03:49 So there you see the additional platelet now adhered. That ADP receptor or the other molecules; thrombin, thromboxane A2, collagen, etc. will drive the metabolic pathways within the platelets involving cyclooxygenase and platelet thromboxane synthase to covert arachidonic acid precursors to thromboxane A2. So a prostaglandin metabolite that will have secondary effects and that thromboxane A2 will activate other platelets and will drive granule release. So, multiple things are going on as a result of the initial interaction with various receptors and the activation of platelet. Let's look more specifically at the different granules that are going on after activation. And again, on the left hand side, we're seeing all the various things that can drive platelet activation. So adenosine diphosphate, thrombin that's going to be made us part of the coagulation cascade, exposed collagen because we've denuded the endothelium, epinephrine release from platelets and other cells, or thromboxane A2 released by platelets are all going to be part of an activation cascade. Now I'm going to show you just the ADP receptor on the surface of platelets, that once we activate that by binding adenosine diphosphate will lead to granule release. Okay. So, binding ADP to its receptor gives us intracellular signalling. That calls all the granules, we have green granules and blue granules. I'm going to tell you more about them in a minute, but we call them into the middle of the platelet. And then we have invagination of the platelet membrane so that we can have fusion of these granules that have collected in the middle and they can get into the canalicular framework there and the granules shoes get into the canalicular framework and are released into the extraplatelet environment. So then we get release to the granular content. Very cool, very interesting, it's part of that shape change that goes on with the platelet. The green granules, now we're going to give them a name, alpha granules. And they are going to be responsible for proliferation and growth and if you think about it, hmmm, that's an important thing that platelets should maybe control because they're going to be part of the initial response to injury. Clearly, if there's been injury we need to induce vascularisation, angiogenesis, and perhaps even drive epithelial proliferation.

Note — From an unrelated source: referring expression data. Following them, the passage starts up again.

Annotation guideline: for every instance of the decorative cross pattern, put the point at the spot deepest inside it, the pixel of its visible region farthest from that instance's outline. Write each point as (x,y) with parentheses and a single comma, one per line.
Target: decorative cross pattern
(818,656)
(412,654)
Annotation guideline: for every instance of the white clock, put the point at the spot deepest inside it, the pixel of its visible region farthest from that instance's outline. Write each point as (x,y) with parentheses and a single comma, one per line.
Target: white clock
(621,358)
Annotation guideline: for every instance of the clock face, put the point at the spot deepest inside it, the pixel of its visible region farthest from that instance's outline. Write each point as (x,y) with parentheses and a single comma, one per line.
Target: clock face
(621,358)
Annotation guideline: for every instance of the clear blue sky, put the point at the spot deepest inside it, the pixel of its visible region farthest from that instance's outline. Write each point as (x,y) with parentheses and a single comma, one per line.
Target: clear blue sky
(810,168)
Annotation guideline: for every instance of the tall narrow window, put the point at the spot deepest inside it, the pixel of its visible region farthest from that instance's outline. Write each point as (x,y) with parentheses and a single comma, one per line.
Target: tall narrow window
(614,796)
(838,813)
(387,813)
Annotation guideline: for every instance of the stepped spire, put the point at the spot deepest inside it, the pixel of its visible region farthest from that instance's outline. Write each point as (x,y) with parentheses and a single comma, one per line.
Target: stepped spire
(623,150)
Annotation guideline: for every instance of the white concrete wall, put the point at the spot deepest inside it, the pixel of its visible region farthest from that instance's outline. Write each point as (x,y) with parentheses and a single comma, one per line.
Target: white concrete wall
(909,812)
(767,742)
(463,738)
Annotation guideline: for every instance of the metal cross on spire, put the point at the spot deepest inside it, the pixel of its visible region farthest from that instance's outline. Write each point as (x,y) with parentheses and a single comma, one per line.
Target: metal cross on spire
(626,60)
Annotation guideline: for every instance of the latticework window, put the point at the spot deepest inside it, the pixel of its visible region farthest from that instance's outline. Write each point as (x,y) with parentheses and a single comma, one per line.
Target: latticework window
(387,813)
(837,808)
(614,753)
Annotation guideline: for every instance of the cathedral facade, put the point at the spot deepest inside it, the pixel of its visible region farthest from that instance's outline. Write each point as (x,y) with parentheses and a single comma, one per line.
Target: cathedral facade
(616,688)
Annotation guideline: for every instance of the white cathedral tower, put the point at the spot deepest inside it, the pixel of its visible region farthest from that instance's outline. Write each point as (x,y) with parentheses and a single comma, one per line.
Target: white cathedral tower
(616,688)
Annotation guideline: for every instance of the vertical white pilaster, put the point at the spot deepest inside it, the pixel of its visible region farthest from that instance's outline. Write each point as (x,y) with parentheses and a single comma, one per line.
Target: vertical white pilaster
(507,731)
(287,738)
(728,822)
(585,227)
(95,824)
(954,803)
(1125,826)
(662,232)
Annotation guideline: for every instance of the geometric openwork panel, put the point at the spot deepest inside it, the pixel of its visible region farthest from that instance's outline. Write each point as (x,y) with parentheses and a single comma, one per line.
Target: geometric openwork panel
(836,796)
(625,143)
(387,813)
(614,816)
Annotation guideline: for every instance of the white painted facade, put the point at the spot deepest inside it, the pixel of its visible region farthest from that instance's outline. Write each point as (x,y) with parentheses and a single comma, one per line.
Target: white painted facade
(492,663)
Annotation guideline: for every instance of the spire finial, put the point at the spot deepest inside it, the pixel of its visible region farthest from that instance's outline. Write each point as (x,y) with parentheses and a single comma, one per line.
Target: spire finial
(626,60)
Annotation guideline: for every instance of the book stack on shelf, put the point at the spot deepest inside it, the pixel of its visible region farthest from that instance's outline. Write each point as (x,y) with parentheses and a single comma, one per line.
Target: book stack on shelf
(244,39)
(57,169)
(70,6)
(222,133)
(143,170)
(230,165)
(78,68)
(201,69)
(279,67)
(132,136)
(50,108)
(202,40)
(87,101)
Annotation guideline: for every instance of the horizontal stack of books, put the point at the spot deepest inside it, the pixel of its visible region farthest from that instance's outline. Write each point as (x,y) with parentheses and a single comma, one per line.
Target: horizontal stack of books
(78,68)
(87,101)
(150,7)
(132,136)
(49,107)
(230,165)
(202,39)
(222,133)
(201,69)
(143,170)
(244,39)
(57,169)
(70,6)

06:39 So there will be a number of factors that are going to be in the alpha granules that are going to be released that drive proliferation and growth. This includes something aptly titled the Platelet Derived Growth Factor, but there's also transforming growth factor beta, platelet factor IV, Von Willebrand factor, P-selectin, all these are involved in the early healing process and in the regeneration process. So those are the green granules or the alpha granules. The blue granules, they are now called dense granules and they're going to be responsible for recruiting and aggregating and activating platelets and the coagulation cascade. So platelets are doing a lot of things besides just being a plug. They're actually releasing mediators that will drive many of the important secondary effects. These dense granules contain ADP, remember ADP is one of the ways that we can activate platelet. It will also release adenosine triphosphate. So it's going to be important for driving some of the inflammatory response and providing ATP for some processes. It will release calcium, going to be very important for driving the coagulation cascade. It will drive histamine and serotonin to affect vascular flow and tone and will make polyphosphate. These are going to be important substrates for the activation of the coagulation cascade that we will revisit in detail in a subsequent session. So, big picture, because that's where we should be is that the granule contents will activate platelets and factor XII and they will also drive proliferation and growth and granule deficiencies and we'll talk about some of those in a subsequent session, can cause bleeding. So this is where the big picture that we are, we have the platelets we have talked in detail about the various components of platelet activation and driving the coagulation especially early on. We have the coagulation cascade that we're going to be talking about next and we will come back to endothelium because these are very important players. And with that, we have concluded.